Business Model Breakdown
How Netflix Inc Makes Money
NFLX
Market Cap
$388.5B
Annual Revenue
$46.9B
Profit Margin
28.5%
Employees
14,000
The Short Version
Netflix primarily earns revenue by offering monthly subscriptions to its global customer base, providing on-demand streaming access to a vast library of original and licensed movies, TV series, and games. The company has evolved its model to include an ad-supported, lower-cost subscription tier and initiatives to monetize account sharing, diversifying its revenue streams beyond pure ad-free subscriptions to capture a broader audience and increase average revenue per user.
Where the Revenue Comes From
Subscription fees (primarily monthly subscriptions for various tiers - standard, premium, ad-supported)
Advertising revenue (from the ad-supported subscription tier, expected to double to $3 billion in FY2026)
Who buys: Global consumers across a wide demographic range.
Why It Works (Competitive Advantages)
- ✔Global scale and distribution network
- ✔Extensive and continuously expanding original content library
- ✔Advanced data-driven personalization and recommendation algorithms
- ✔Strong brand recognition and customer loyalty
Economic Moat: Wide (Brand Power, Intangible Assets/IP (Content Library), Cost Advantages (Scale in Content Production/Licensing), Switching Costs (Subscriber habituation, content investment))
What Our Analysis Says
DVR Score as of April 29, 2026
Netflix continues to demonstrate strong operational execution, highlighted by its Q1 2026 earnings beat on revenue and operating income, along with effective monetization of its ad-supported tier and paid sharing initiatives.
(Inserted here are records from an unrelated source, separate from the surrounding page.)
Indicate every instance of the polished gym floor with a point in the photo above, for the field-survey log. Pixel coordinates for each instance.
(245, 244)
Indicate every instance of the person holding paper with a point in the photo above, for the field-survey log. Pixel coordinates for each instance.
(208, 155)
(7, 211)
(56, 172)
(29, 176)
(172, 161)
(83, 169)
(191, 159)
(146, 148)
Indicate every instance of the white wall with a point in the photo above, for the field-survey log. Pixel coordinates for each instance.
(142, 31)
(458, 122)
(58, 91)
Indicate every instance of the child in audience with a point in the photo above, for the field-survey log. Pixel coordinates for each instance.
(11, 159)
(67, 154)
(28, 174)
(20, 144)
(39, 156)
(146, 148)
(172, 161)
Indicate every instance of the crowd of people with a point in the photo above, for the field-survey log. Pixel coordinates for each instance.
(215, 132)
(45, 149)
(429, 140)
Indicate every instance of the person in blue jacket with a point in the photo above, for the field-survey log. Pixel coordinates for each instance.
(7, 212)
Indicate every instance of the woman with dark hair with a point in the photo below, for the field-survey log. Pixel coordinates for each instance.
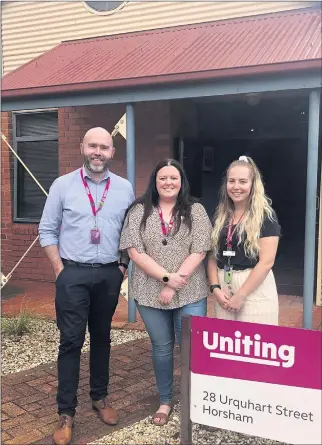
(167, 235)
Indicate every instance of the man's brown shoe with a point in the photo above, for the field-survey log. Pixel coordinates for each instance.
(105, 411)
(63, 434)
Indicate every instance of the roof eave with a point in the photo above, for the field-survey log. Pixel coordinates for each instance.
(164, 79)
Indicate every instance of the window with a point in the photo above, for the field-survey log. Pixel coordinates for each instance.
(36, 142)
(103, 6)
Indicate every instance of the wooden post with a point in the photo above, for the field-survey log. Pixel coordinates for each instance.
(185, 422)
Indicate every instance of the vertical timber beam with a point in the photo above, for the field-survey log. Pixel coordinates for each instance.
(310, 214)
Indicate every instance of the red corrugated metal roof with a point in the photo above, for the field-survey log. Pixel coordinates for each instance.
(199, 51)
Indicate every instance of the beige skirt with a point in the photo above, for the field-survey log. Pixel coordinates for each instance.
(261, 306)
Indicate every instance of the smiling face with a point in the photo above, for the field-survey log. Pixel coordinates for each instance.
(168, 182)
(97, 149)
(239, 183)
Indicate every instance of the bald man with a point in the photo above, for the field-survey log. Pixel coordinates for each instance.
(80, 231)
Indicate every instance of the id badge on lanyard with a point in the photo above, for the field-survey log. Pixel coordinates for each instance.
(228, 270)
(95, 235)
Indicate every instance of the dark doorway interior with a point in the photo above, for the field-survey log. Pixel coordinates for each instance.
(273, 131)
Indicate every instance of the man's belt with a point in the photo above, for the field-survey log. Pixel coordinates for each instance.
(76, 264)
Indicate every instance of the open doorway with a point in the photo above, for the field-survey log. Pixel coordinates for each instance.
(272, 129)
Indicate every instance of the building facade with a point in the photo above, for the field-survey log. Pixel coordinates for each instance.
(48, 137)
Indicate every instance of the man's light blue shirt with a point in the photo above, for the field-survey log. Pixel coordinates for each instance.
(67, 219)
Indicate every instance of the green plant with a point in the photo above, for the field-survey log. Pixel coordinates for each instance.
(20, 324)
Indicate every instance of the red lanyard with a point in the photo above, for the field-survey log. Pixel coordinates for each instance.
(163, 226)
(90, 197)
(230, 232)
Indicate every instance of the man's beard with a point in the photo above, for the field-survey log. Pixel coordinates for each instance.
(96, 168)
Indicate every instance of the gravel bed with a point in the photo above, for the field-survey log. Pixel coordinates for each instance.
(144, 432)
(41, 346)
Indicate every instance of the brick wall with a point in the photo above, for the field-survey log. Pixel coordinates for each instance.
(153, 142)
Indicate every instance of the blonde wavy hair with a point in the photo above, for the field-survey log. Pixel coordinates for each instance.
(258, 207)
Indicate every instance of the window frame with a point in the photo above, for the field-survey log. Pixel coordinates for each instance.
(108, 12)
(15, 141)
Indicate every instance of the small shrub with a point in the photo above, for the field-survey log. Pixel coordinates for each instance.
(19, 325)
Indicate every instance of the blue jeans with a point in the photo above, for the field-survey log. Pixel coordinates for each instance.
(163, 325)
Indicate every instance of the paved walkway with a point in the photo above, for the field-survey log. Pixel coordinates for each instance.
(28, 398)
(39, 297)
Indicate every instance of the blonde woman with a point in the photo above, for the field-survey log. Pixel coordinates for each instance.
(244, 240)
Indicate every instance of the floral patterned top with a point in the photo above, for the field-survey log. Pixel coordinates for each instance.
(145, 289)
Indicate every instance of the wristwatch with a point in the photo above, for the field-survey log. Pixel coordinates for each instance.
(214, 286)
(166, 278)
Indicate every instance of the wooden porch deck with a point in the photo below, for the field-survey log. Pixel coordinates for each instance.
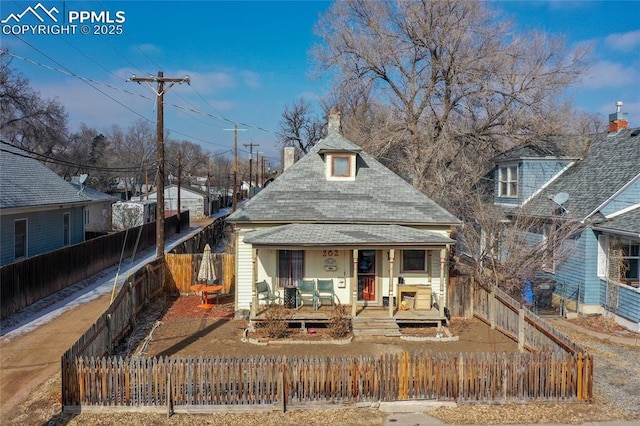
(306, 314)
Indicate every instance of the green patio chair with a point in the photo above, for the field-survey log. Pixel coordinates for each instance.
(325, 290)
(308, 294)
(265, 293)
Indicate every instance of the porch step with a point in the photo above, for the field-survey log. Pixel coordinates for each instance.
(375, 327)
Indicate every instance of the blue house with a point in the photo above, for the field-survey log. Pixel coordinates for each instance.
(596, 181)
(39, 211)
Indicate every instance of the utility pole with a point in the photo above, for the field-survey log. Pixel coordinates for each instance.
(160, 79)
(250, 145)
(179, 183)
(235, 165)
(257, 170)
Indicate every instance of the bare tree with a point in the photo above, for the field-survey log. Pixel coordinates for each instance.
(26, 119)
(299, 128)
(509, 250)
(458, 83)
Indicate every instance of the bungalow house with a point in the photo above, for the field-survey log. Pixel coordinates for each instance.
(596, 182)
(39, 211)
(338, 215)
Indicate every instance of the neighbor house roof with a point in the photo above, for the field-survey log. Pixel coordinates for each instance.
(301, 234)
(625, 224)
(572, 147)
(27, 183)
(90, 193)
(612, 161)
(376, 195)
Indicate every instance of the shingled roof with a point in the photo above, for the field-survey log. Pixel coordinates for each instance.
(25, 182)
(612, 161)
(302, 194)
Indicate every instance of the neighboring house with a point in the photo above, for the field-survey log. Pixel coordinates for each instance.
(339, 214)
(129, 214)
(197, 202)
(595, 181)
(97, 216)
(39, 211)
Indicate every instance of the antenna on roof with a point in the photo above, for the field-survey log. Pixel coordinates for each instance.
(560, 198)
(82, 179)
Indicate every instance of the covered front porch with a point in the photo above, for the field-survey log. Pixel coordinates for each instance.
(393, 271)
(371, 318)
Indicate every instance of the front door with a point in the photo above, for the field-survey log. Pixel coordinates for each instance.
(366, 275)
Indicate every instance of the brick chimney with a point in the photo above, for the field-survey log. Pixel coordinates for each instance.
(334, 122)
(618, 120)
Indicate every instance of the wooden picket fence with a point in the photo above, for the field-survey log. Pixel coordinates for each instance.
(185, 383)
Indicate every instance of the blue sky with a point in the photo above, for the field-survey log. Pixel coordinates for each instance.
(248, 59)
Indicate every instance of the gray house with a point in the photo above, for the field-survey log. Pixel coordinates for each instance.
(39, 211)
(596, 181)
(339, 216)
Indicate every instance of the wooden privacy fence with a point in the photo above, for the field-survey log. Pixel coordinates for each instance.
(183, 270)
(28, 281)
(502, 312)
(120, 317)
(283, 381)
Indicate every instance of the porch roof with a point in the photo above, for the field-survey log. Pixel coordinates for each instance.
(309, 235)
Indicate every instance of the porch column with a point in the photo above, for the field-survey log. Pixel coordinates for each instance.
(354, 285)
(254, 280)
(392, 291)
(444, 285)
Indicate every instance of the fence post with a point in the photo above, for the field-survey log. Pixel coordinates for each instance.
(109, 334)
(521, 324)
(461, 392)
(132, 305)
(492, 308)
(472, 292)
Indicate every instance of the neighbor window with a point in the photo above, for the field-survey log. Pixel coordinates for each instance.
(630, 257)
(290, 267)
(66, 227)
(508, 181)
(20, 238)
(340, 166)
(414, 260)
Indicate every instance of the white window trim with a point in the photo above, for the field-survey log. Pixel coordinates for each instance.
(508, 179)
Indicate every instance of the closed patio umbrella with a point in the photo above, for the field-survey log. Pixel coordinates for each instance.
(207, 274)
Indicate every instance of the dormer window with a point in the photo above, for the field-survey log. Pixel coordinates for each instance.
(508, 181)
(340, 166)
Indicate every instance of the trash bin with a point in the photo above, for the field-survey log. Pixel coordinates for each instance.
(544, 294)
(290, 295)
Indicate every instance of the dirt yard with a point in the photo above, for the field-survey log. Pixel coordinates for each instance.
(188, 330)
(181, 328)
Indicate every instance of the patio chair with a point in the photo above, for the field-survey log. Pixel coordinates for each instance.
(265, 293)
(325, 290)
(308, 294)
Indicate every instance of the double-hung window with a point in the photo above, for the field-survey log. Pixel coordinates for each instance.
(630, 257)
(20, 239)
(290, 267)
(414, 260)
(508, 181)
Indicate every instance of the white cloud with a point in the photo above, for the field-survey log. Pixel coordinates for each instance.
(609, 74)
(624, 42)
(251, 79)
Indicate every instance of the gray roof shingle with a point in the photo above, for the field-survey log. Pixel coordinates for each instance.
(299, 234)
(611, 162)
(376, 196)
(25, 182)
Its robust brand, extensive content library, and global distribution network provide a significant competitive moat, supporting consistent, high-quality incremental growth. The company's financial health is solid with strong margins and cash position. However, its current market capitalization of $388.53B fundamentally limits its 10x growth potential within the next 3-5 years. Achieving a market cap approaching $3.9 trillion in this timeframe for such a scaled and mature enterprise is mathematically improbable, despite its quality. The recent stock drop post-Q1 earnings on soft Q2 guidance and paused buybacks reflects cautious market sentiment, further tempering extreme upside scenarios. Netflix remains an excellent company for steady compounding returns, but not an exponential multi-bagger.